A crucial insight derived from the study is that optimized exemplars tend to generalize better than optimized instructions. This was evidenced by smaller generalization gaps observed when using optimized examples, suggesting that ES might address broader task scenarios more effectively than IO. Moreover, the study discovered that highly effective prompts often contain "quasi-exemplars," which are instructional in nature but embedded with examples that subtly drive performance improvements.

Figure 3: Optimized exemplars generalize better than optimized instructions.

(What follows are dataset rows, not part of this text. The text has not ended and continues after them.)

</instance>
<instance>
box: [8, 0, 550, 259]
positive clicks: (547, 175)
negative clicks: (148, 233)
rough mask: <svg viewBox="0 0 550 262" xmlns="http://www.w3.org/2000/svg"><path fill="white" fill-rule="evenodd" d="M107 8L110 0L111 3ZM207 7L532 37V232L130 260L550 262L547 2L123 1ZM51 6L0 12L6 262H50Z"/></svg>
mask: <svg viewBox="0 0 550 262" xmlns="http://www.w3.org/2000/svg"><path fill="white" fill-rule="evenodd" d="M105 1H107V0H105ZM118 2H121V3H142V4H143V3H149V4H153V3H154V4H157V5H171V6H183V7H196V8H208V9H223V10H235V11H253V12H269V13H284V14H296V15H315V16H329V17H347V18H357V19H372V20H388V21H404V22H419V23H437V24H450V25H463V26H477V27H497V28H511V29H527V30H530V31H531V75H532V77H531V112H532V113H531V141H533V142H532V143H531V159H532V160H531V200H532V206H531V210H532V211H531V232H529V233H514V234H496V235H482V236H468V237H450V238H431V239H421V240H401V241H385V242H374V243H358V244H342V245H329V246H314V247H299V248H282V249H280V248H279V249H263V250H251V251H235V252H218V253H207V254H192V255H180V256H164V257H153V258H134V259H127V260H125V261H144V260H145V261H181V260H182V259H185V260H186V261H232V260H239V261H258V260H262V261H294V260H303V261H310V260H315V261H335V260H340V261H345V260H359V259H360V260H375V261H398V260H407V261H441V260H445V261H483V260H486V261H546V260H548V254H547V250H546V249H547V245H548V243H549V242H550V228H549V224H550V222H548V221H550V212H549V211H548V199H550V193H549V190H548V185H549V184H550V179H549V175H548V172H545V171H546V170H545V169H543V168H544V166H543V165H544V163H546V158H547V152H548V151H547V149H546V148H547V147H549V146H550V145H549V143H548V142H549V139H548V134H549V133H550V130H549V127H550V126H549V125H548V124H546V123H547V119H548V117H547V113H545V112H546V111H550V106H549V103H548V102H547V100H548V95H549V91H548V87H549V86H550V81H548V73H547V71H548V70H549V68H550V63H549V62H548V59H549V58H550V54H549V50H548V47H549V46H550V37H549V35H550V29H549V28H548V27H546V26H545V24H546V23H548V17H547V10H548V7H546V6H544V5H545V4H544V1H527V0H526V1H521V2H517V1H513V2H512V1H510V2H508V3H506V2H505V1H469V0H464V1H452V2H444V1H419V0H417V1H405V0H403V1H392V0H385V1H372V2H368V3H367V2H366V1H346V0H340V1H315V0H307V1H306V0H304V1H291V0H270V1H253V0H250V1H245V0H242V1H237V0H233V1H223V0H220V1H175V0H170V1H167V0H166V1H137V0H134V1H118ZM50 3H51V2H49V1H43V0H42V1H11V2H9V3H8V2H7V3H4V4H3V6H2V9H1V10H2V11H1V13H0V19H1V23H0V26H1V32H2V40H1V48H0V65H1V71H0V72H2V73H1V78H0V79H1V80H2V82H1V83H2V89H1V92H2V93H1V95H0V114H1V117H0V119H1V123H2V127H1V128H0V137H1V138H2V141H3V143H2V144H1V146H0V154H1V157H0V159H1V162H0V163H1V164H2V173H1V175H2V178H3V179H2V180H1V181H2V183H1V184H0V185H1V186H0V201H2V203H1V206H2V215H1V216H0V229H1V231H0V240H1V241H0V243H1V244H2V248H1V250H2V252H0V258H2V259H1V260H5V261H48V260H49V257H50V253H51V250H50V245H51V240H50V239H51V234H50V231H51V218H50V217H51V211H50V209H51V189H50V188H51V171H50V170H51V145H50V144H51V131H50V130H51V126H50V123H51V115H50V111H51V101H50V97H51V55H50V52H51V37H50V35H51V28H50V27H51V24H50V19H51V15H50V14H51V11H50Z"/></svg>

Implications for Future Research

The study's findings call for a reevaluation of current research trends emphasizing IO at the expense of ES. While the generation of refined instructions remains important, ES's role may be undervalued or underutilized, representing a substantial opportunity for future work in effective prompt engineering. Advanced methods for exemplar optimization, as well as the integration of new search strategies, are anticipated to yield even higher gains by capitalizing on LLMs' ability to learn from contextual examples effectively.

Conclusion

In conclusion, this paper sheds light on the underappreciated importance of exemplar selection in APO for LLMs. While instruction optimization remains valuable, ES offers a striking potential for performance enhancements that warrant more attention in future studies. The complementarities between IO and ES indicate a rich area for exploration, where collaborative optimization could redefine what is possible with APO under constrained budgets. The insights from this research challenge the status quo and posit exemplar optimization as a pivotal tool alongside instruction refinement in the next chapter of LLM optimization strategies.